Hititlerin Anadolu’ya yerleşmesiyle Luvilerin etkisi altına giren Sagalassos, M.Ö. 1200’den kısa süre sonra Friglerin, Lidyalıların ve son olarak Perslerin etkisi altına girer. Büyük İskender’in bölgeyi kendi topraklarına katmak istemesiyle ilk kez adını duyuran kent, MÖ. 333 yılında kanlı bir savaşla Büyük İskender’in eline geçer. Daha sonra birçok kez el değiştiren Sagalassos, önce Seleukosların, sonra Bergama Krallığı’nın, Roma Cumhuriyeti’nin, Galat Kralı Amyntas’ın eline geçer. İmparator Augustus sayesinde tekrar Roma İmparatorluğu’na katılır. Büyük İskender’in bölgeyi hakimiyeti altına almasından sonra gelen Roma dönemlerinde polis halini almıştır. Büyük İskender, Pers İmparatorluğunu fethetmek üzere akındayken, M.Ö. 333’te Pisidia Bölgesi’nden geçer. Sagalassos, Termessos’tan gelen destekle, Büyük İskender’in ordusuna direnir. Tarihçi Arrian’ın anlattığına göre:
“Sagalassoslular Makedon ordusunun gelişini kentin önündeki tepede beklediler, çünkü burası kent suru kadar güçlü bir savunma noktasıydı.”
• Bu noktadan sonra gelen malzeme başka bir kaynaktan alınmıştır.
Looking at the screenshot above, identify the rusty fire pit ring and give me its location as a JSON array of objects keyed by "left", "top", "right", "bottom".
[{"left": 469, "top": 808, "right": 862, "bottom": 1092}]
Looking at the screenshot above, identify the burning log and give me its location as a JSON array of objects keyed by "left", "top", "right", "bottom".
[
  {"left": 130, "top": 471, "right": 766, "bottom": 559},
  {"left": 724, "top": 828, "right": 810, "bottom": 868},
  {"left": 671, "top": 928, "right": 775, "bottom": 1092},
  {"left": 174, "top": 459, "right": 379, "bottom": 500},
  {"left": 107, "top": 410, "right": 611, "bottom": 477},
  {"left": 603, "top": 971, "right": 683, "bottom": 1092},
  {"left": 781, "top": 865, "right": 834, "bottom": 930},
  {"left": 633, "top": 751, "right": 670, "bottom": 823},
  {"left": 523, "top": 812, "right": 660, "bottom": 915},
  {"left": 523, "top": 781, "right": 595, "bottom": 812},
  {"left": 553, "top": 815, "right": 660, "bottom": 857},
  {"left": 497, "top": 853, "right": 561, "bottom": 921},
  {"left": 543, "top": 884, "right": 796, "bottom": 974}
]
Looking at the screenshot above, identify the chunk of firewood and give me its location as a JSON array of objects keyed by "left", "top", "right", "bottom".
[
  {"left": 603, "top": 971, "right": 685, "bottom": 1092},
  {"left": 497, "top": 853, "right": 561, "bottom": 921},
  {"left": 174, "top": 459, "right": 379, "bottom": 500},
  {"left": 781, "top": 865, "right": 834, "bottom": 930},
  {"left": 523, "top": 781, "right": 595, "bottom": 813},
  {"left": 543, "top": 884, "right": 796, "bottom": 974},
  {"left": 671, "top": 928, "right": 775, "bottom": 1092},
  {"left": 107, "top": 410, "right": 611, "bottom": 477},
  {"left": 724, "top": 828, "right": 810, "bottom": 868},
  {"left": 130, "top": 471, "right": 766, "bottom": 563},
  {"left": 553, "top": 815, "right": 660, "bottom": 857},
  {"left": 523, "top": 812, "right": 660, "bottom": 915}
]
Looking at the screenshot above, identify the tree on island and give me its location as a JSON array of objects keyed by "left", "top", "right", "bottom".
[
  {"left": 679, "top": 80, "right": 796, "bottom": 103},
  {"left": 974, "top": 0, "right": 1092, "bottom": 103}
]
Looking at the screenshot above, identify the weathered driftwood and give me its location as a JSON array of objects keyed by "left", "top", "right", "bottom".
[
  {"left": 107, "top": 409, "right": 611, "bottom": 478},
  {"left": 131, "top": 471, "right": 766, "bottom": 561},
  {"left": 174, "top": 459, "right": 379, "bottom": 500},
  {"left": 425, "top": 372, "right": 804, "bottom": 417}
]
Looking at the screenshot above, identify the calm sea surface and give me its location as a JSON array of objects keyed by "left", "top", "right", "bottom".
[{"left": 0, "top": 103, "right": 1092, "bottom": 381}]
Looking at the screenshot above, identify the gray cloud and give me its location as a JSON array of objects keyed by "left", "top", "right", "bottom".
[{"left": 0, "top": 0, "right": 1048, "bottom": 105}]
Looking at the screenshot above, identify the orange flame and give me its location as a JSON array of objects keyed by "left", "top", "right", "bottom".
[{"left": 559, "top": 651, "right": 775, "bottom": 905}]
M.S. 124-132 yılları arasında İmparator Hadrian Anadolu’yu en az üç defa ziyaret eder. Olasılıkla bu ziyaretlerden önce, Sagalassos’un geleceği için çok önemli etkileri olacak bir karar alır: Kenti Galatya Eyaleti yönetiminden alır ve Likya Pamfilya Eyaleti’ne katar. Sagalassos, eyalete eklenen yeni bölge Pisidya’nın imparatorluk kült merkezi olur. Ayrıca İmparator tarafından “Pisidya’nın birinci kenti” ilan edilir. Sagalassosluların İmparator Augustus zamanından beri elde etmek istedikleri gerçekleşir. Hali hazırda Pisidya’nın birinci kenti olan Sagalassos’un konumu resmi olarak kabul edilir. Bu durum kentin yeni bir altın çağa adım atmasını sağlar. Sagalassoslular İmparator Hadrian’a olan sevgileri bugün bile yapılan kazılardan bilinmektedir. Boyu yaklaşık 5,5 metre olduğu düşünülen heykeller bulunma anından bu fotoğraflar dönemin yaşanmışlığını yeterince hatırlatıyor.
Antoninler Çeşmesi
UNESCO Dünya Mirası Geçici Listesi’nde yer alan antik kentin en dikkat çekici yapısı hiç kuşkusuz ki Antoninler Çeşmesi’dir. Antoninler Çeşmesi, Roma İmparatoru Marcus Aurelius zamanında yapılmış ve tanrı Dionysos’a ithaf edilmişti. Yapımında yedi farklı renkli taş kullanılmış olan çeşme zengin şekilde bezelidir. Bu çeşmede süsleme hem ‘su’ temasını işler, hem de şarap ve keyif tanrısı Dionysos kültünün simgelerini kullanır. Dionysos kültü ile ilgili olarak, tiyatro maskeleri, üzümler ve sarhoş edici bitkiler kabartma olarak yer alır. Çeşmenin iki başında yer alan, devasa heykeller ‘sarhoş Dionysos ve ona destek olan Satyr’ grubudur.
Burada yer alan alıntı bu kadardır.